El confusionismo que viene
La política ha perdido la razón. Ha dejado de ser un arte para convertirse en un impulso. A estas horas, nada es ya lo que parece. En Francia, sin ir más lejos, un país en el que deberíamos mirarnos de vez en cuando, por aquello de las barbas del vecino, viven sobresaltados por el cariz que ha tomado la dinámica política en los últimos meses. Allí, el único partido que ha obtenido claros réditos de la protesta de los llamados 'chalecos amarillos' ha sido, contra toda lógica, el liderado por Marine Le Pen, Reagrupamiento Nacional. Es más, entre los seguidores del citado movimiento de ciudadanos anónimos, un 40% se muestra cercano a las tesis de los ultraderechistas, mientras que tan sólo un 20% simpatiza con la izquierdista Francia Insumisa de Mélenchon.
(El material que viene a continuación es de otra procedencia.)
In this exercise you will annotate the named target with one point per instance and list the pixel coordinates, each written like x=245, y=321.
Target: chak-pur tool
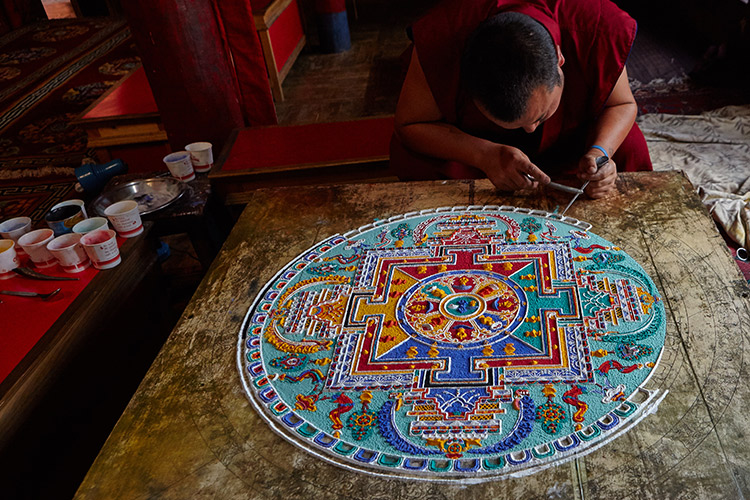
x=600, y=162
x=555, y=185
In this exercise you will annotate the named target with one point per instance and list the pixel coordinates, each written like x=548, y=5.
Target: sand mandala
x=462, y=342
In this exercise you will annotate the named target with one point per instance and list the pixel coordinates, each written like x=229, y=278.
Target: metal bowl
x=150, y=194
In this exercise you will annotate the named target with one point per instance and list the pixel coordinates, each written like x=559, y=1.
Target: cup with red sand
x=180, y=165
x=13, y=229
x=69, y=253
x=8, y=259
x=35, y=244
x=101, y=247
x=201, y=154
x=125, y=218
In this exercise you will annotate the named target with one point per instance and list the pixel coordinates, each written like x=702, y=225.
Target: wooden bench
x=316, y=153
x=125, y=123
x=279, y=28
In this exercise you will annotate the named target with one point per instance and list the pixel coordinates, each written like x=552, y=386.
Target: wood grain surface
x=190, y=432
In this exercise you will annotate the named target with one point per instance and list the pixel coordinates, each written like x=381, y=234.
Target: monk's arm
x=420, y=126
x=610, y=130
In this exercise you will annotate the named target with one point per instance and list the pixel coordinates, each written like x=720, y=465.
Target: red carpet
x=50, y=72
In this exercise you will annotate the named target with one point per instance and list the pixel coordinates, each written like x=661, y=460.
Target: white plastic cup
x=13, y=229
x=77, y=202
x=101, y=247
x=8, y=259
x=69, y=253
x=35, y=244
x=92, y=224
x=125, y=218
x=202, y=156
x=180, y=165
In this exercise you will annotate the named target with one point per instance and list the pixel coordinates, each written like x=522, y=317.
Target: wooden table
x=189, y=432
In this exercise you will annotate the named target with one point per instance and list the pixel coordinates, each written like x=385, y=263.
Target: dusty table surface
x=190, y=432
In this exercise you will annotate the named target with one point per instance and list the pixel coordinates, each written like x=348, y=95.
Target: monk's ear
x=560, y=58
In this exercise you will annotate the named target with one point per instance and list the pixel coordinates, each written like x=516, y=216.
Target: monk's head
x=511, y=68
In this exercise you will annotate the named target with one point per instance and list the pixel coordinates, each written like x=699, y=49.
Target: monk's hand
x=602, y=182
x=509, y=169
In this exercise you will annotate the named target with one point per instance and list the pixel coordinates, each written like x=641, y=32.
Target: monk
x=518, y=91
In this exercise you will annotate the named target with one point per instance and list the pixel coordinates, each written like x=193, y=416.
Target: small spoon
x=43, y=296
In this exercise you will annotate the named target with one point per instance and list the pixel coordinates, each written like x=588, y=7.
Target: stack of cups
x=197, y=157
x=69, y=253
x=180, y=165
x=125, y=218
x=101, y=247
x=92, y=224
x=62, y=217
x=35, y=244
x=202, y=156
x=8, y=259
x=13, y=229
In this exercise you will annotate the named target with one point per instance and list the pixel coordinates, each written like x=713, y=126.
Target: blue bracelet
x=600, y=149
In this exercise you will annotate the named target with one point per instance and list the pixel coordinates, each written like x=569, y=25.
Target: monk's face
x=541, y=106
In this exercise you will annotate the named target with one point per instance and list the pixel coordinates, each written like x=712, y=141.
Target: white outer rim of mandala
x=301, y=442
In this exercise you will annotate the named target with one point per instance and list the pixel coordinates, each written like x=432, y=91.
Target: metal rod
x=555, y=185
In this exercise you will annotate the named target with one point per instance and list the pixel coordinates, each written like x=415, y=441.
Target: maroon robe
x=594, y=36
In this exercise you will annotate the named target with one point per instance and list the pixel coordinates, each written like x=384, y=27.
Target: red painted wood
x=285, y=33
x=259, y=5
x=132, y=97
x=26, y=320
x=189, y=68
x=249, y=65
x=330, y=6
x=317, y=143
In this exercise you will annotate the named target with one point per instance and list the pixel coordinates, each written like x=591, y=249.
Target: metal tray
x=150, y=194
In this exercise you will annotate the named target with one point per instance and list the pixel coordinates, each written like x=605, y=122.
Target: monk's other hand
x=509, y=169
x=602, y=182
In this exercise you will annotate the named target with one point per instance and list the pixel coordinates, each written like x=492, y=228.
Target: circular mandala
x=451, y=343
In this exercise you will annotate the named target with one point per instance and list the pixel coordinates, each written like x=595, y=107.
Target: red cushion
x=313, y=144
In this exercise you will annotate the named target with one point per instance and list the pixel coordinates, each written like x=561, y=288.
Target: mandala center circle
x=462, y=306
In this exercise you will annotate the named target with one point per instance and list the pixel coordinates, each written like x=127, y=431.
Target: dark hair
x=505, y=60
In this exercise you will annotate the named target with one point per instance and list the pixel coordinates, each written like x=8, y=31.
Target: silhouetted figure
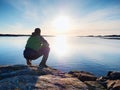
x=36, y=46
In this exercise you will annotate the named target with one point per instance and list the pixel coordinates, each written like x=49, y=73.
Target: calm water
x=68, y=53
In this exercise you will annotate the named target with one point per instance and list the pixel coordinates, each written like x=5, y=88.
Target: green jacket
x=36, y=42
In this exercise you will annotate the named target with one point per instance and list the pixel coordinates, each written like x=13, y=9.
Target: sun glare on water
x=60, y=46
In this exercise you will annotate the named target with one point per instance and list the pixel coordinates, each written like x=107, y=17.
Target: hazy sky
x=68, y=17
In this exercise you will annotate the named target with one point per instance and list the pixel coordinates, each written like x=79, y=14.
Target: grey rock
x=83, y=76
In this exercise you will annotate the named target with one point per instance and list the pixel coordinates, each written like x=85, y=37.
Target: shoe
x=41, y=65
x=29, y=62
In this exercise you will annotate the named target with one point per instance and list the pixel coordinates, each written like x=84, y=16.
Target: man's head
x=37, y=31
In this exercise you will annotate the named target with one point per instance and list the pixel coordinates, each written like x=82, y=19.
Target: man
x=36, y=46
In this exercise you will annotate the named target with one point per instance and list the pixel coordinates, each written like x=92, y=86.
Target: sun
x=61, y=24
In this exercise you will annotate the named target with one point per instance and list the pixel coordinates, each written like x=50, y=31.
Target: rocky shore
x=22, y=77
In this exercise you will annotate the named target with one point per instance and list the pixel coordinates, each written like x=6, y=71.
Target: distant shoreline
x=19, y=35
x=116, y=37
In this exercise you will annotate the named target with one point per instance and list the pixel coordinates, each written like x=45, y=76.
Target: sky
x=60, y=17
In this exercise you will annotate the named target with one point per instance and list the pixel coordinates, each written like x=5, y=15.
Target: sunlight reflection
x=60, y=46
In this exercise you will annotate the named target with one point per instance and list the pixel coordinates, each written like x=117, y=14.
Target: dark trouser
x=31, y=54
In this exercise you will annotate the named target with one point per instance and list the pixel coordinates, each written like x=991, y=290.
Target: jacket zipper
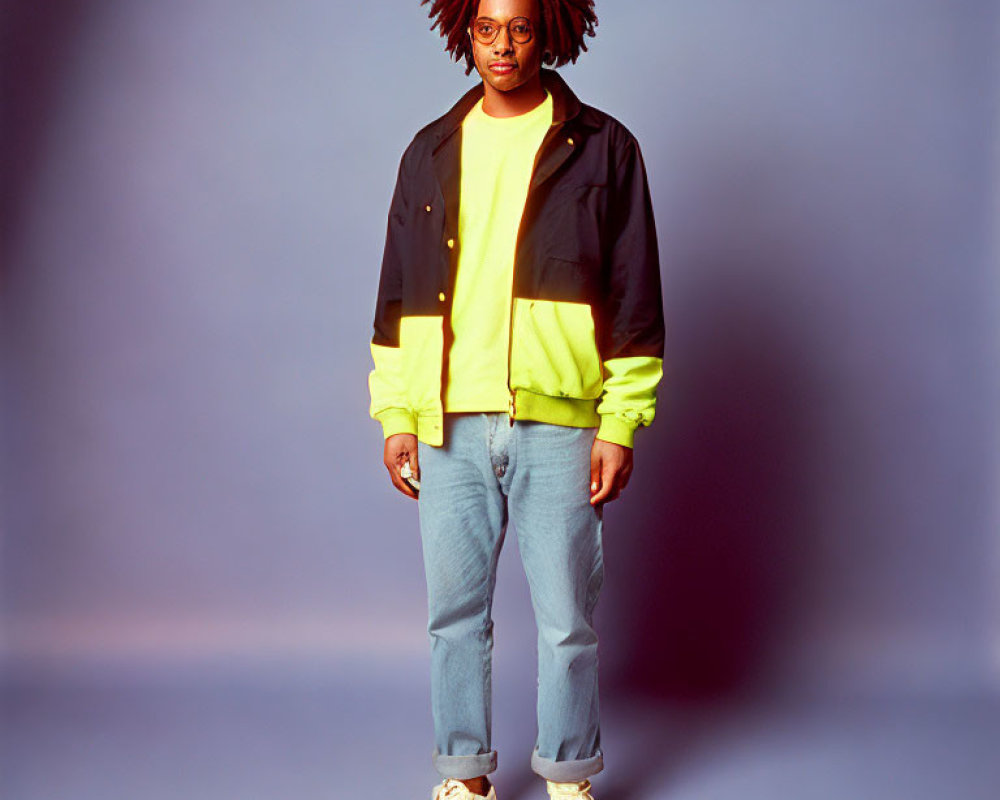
x=512, y=405
x=512, y=408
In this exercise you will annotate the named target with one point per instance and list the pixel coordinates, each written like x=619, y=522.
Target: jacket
x=586, y=338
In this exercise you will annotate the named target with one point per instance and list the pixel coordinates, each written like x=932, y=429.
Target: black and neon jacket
x=586, y=343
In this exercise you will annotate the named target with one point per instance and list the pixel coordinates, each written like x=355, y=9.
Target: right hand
x=399, y=449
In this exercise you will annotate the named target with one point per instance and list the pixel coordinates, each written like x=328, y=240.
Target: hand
x=610, y=470
x=399, y=449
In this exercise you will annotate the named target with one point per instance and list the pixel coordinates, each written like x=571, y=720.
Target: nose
x=503, y=43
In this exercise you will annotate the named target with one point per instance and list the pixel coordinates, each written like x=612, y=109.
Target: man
x=517, y=346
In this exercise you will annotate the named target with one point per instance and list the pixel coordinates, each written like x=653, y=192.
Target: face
x=525, y=58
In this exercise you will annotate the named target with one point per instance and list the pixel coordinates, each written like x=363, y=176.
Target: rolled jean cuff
x=465, y=767
x=562, y=771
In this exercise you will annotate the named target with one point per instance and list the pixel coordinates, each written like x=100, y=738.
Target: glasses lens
x=486, y=30
x=520, y=30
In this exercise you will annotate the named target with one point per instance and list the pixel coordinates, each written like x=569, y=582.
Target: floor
x=361, y=730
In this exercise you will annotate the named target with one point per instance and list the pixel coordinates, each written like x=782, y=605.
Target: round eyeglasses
x=486, y=30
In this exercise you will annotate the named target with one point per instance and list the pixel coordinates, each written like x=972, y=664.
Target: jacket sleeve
x=633, y=361
x=385, y=382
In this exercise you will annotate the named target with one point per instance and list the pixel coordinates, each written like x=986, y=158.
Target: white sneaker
x=574, y=790
x=454, y=789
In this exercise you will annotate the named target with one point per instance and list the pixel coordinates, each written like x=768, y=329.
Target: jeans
x=544, y=471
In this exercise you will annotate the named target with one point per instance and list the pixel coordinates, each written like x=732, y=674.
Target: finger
x=606, y=485
x=400, y=484
x=595, y=472
x=611, y=482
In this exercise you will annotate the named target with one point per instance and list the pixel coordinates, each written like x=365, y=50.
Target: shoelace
x=454, y=789
x=576, y=790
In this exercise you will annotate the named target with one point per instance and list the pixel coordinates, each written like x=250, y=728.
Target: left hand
x=610, y=470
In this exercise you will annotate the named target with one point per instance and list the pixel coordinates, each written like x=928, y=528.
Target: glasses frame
x=499, y=25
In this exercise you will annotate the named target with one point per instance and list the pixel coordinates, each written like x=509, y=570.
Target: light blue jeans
x=543, y=471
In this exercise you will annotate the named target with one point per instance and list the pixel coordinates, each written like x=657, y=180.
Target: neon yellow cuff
x=396, y=420
x=617, y=430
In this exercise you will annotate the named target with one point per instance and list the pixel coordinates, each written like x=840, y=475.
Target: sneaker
x=574, y=790
x=454, y=789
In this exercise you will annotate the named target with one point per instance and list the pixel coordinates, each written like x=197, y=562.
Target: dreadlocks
x=564, y=24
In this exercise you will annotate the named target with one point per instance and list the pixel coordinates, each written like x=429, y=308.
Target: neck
x=515, y=102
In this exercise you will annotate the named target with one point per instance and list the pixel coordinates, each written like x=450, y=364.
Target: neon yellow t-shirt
x=498, y=154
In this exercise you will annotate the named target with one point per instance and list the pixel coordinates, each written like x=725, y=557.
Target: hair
x=563, y=26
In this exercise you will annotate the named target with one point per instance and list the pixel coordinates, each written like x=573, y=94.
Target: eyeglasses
x=486, y=30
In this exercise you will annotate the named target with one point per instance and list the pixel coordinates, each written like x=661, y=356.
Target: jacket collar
x=566, y=106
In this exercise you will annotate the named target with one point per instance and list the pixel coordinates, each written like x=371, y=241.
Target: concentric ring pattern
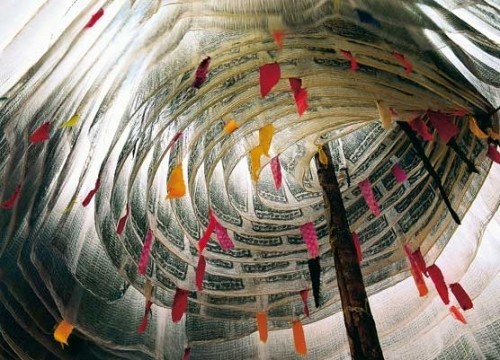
x=130, y=76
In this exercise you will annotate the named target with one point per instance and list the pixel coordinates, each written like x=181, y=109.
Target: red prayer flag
x=462, y=297
x=438, y=280
x=179, y=305
x=270, y=75
x=11, y=201
x=41, y=134
x=349, y=56
x=457, y=314
x=493, y=153
x=95, y=18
Y esto sin hablar de que los sondeos electorales de cara a las europeas le otorgan a Le Pen un cómodo 24%. ¿Por qué un movimiento surgido del pueblo, formado por ciudadanos, por gente corriente, ha conectado mejor con la extrema derecha que con esos otros que sitúan las reivindicaciones sociales en los primeros puntos de su agenda?
Recientemente, el periodista de 'Libération' Simon Blin alertaba en un artículo publicado en el citado diario sobre la emergencia de un confusionismo a través del cual las reivindicaciones democráticas alimentan el repertorio verbal y propagandístico de la extrema derecha. Estos partidos y movimientos, que tradicionalmente han regalado los oídos a las élites, se alimentan ahora del inconformismo social y de su victimización hasta el punto de que clamar contra lo políticamente correcto se convierte en un acto de progresismo popular muy al gusto de los ciudadanos. Toman las reivindicaciones sociales de la izquierda con el único fin de hacerlas derivar en una especie de exaltación de los nacionalismos identitarios, situando así el discurso en un plano moral del que es muy difícil zafarse. De hecho, y eso bien lo hemos visto las últimas semanas en España, la mayor parte de los partidos políticos realizan actos de fe nacionales a través de los cuales dejan muy clara sus identificaciones nacionales y su amor por la patria.
Evidentemente, Francia no es España, pero los síntomas que se aprecian en el circo político nacional anuncian una climatología muy parecida. El discurso moralista de Vox no sólo obliga a la derecha a desencadenar una batalla por su electorado, sino que empuja a todas las fuerzas políticas a situarse en un estadio del discurso moral en el que las diferencias entre unos y otros se diluyen. Sobre todo en los extremos.
Es sólo cuestión de tiempo que la derecha más extrema española empiece a hablar de pueblo, de ciudadanos y de justicia social -en cierto modo ya lo hace-. Y cuando eso ocurra la izquierda habrá de estar preparada. Eso, si no se ha desangrado ella misma a causa de sus pugnas internas.